The best way oral health professionals can become engaged on the local and state level to advocate for change is to become an active member of your professional association. I became involved actively in my association, as it advocates for our entire profession locally and nationally. It motivated me to be a leader, be involved, and be engaged. Meeting legislators, and then engaging them and educating them about our profession led to support for dental hygiene and furthering access to care. I worked with amazing mentors, networked and met many like-minded professionals, both in and out of the dental hygiene profession. Gathering these individuals created an amazing coalition of forward-thinking people who advocated for advancing scope and furthering access to care. I encourage my fellow colleagues to become involved—it’s an amazing journey and there is strength in numbers. As we say, “Better together!”
What do you envision the role of dental hygienists looking like in 15 years, using the traditional practice setting as the baseline for your response?

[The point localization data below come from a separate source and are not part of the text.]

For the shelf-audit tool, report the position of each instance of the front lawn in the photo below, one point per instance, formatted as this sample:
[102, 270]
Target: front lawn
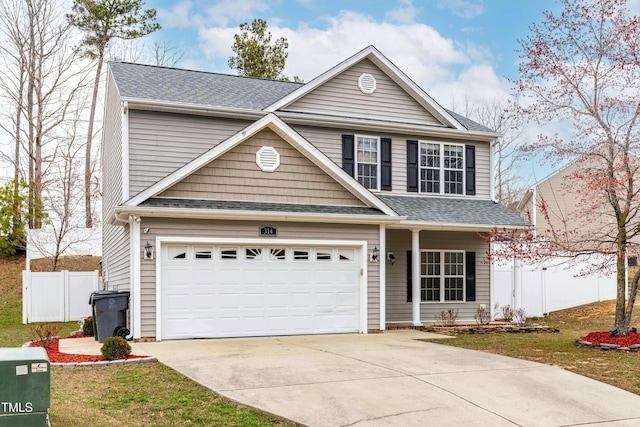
[145, 394]
[619, 369]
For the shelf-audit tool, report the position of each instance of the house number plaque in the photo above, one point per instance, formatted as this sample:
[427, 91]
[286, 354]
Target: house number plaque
[268, 231]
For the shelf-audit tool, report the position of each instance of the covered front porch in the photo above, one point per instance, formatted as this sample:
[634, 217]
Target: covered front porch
[434, 259]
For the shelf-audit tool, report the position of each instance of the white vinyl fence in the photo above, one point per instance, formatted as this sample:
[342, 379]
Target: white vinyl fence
[57, 296]
[540, 289]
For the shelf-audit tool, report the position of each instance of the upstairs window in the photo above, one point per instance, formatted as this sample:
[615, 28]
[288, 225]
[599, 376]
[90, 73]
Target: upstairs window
[441, 168]
[367, 161]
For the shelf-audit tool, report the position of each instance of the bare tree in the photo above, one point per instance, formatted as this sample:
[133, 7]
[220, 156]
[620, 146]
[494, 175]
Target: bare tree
[496, 115]
[103, 21]
[582, 66]
[41, 81]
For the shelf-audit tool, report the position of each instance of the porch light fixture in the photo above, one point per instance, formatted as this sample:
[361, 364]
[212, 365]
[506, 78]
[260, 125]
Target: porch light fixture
[148, 251]
[391, 258]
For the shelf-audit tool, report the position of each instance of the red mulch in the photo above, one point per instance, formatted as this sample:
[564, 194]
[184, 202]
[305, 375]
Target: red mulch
[55, 356]
[605, 338]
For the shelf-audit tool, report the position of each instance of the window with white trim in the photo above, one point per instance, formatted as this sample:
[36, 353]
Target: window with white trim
[441, 276]
[367, 159]
[441, 168]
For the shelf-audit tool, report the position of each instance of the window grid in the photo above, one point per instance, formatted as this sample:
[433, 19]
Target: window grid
[441, 168]
[441, 276]
[367, 160]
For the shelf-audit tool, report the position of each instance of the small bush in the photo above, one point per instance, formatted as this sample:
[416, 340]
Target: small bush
[115, 348]
[482, 316]
[87, 327]
[505, 313]
[44, 333]
[520, 318]
[446, 318]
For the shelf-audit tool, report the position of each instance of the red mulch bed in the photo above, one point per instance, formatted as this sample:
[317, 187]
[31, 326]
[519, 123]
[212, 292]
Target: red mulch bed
[605, 338]
[55, 356]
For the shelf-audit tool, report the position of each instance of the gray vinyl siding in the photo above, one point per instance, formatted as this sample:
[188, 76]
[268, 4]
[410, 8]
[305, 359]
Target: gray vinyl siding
[160, 143]
[236, 176]
[399, 242]
[329, 141]
[249, 229]
[341, 96]
[115, 239]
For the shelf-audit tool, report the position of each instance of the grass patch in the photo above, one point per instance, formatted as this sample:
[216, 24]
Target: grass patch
[618, 369]
[146, 394]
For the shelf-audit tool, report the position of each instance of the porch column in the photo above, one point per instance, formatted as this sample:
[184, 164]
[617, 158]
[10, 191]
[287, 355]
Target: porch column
[415, 276]
[383, 276]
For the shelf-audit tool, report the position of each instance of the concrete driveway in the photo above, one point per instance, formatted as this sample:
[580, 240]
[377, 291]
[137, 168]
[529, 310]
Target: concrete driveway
[392, 380]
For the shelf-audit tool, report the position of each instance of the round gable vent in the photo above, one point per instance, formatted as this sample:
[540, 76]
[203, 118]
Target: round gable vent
[268, 159]
[367, 83]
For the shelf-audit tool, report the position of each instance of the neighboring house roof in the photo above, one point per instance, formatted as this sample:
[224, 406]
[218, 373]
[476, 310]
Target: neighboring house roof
[453, 211]
[147, 82]
[259, 206]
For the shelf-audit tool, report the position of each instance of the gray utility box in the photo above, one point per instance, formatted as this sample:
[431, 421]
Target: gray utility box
[109, 314]
[25, 387]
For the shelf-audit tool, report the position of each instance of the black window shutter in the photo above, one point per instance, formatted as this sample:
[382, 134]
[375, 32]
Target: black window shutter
[412, 166]
[348, 154]
[385, 167]
[409, 279]
[470, 161]
[471, 275]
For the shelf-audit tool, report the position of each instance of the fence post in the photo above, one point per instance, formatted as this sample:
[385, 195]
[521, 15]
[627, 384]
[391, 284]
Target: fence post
[26, 298]
[65, 286]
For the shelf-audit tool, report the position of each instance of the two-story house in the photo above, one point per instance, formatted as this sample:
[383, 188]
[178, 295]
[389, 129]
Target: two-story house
[238, 206]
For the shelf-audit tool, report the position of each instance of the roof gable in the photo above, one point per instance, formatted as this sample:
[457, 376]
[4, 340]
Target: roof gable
[278, 127]
[138, 82]
[342, 96]
[385, 65]
[236, 176]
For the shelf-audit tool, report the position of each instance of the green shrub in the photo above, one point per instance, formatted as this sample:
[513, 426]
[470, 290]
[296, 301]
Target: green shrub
[87, 327]
[115, 348]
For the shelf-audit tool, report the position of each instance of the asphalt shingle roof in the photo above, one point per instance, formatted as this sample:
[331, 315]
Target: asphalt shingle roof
[453, 211]
[200, 88]
[258, 206]
[196, 87]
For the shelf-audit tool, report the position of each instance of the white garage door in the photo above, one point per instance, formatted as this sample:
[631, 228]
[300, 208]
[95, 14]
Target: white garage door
[241, 291]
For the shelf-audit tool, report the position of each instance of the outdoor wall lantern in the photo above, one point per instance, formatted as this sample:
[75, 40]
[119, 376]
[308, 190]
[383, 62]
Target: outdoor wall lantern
[391, 258]
[375, 253]
[148, 251]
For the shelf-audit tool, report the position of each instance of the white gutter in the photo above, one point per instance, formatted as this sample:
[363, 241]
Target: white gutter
[376, 125]
[453, 226]
[122, 212]
[206, 110]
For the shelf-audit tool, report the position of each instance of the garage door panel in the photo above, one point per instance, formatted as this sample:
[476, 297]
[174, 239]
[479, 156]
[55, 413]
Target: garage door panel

With the changing landscape of health care, I envision medicine and dentistry working together interprofessionally to meet the needs of our society. Practices will be interprofessional, in which the dental hygienist will serve as an integral part of a health care team and practice to their fullest extent of their education. Interprofessionally educated dental hygienists create a provider who collaborates not only in oral health care but in overall health care. Collaboration will occur with medical, dental, nursing, pharmacy, social work, and even law to create a treatment plan in the best interest of the client/patient. Expanding dental hygiene’s role as a primary provider and expanding scope of practice and working beyond the chair interprofessionally can reduce the barriers regarding access to quality oral health care, which is in the best interest of the patient’s health.